Des parachutes encadrés

Pour le Medef, qui a travaillé main dans la main avec l'association française des entreprises privées (AFEP) qui regroupe les 200 plus grosses entreprises françaises, l'affaire est entendue. Les deux organisations recommandent la fin des parachutes dorés chaque fois que l'entreprise est en situation d'échec et que le montant des indemnités est abusif. « Nous n'acceptons plus que les dirigeants en situation d'échec ou dont l'entreprise est en situation d'échec puissent recevoir une indemnité de départ », a indiqué L. Parisot. Pour les dirigeants qui devraient partir suite à un changement d'actionnaire ou de stratégie, l'indemnité de départ est plafonnée à deux années de salaire.
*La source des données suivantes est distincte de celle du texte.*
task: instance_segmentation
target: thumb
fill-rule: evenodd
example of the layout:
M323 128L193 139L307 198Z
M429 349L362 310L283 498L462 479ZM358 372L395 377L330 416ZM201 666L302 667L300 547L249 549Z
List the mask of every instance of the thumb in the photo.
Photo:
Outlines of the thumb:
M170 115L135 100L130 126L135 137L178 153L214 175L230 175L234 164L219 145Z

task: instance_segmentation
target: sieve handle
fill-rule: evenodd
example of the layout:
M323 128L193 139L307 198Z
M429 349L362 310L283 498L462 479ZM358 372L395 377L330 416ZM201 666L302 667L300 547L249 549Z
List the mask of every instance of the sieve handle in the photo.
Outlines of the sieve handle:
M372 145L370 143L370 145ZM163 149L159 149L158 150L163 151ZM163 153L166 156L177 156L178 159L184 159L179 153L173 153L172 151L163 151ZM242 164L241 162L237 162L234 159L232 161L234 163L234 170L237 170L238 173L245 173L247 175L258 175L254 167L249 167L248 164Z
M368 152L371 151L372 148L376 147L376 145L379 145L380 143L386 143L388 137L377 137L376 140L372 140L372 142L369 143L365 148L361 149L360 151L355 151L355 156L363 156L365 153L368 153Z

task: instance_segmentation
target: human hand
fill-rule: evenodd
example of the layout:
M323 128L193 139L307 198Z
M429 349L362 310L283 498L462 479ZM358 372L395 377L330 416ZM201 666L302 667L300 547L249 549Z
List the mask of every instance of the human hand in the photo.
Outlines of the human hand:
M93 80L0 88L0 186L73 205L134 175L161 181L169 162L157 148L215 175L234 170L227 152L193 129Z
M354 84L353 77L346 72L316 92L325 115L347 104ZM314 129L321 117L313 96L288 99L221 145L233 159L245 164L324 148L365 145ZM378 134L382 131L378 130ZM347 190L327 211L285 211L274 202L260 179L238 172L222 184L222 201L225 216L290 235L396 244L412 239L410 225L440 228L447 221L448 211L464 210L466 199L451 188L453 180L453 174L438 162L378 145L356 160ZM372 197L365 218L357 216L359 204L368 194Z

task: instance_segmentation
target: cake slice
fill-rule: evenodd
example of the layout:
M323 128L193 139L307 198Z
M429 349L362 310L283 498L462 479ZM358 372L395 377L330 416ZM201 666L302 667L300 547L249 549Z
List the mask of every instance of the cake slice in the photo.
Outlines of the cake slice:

Stock options, retraite chapeau et cumul dans la ligne de mire

Le Medef et l'Afep veulent aussi lutter contre le cumul d'un contrat de travail et d'un mandat social. La rémunération élevée d'un mandataire social se justifie par la prise de risque, a expliqué en substance Laurence Parisot. "De là à bénéficier en plus de toutes les protections qu'offre le contrat de travail, il y a un pas qui a trop souvent été franchi", a-t-elle poursuivi. De même, les deux associations souhaitent renforcer l'encadrement des régimes de retraite supplémentaires, parfois appelées « retraites chapeaux ». Quant aux stock options, elles ne devraient plus être réservées aux seuls dirigeants. La distribution devra profiter à l'ensemble des salariés ou elle ne sera pas, à moins qu'un autre dispositif comme un plan d'intéressement ne soit mis en place.

 Le Medef et l'Afep appellent les entreprises à suivre ces préconisations. Laurence Parisot s'est prononcé contre une loi qui réglementerait ces pratiques. Le Medef continue de préférer l'auto-régulation des comportements aux contraintes légales. Pour la patronne des patrons, c'est « une erreur de penser que les rémunérations des dirigeants sont au cœur de la très grave crise que nous connaissons aujourd'hui ».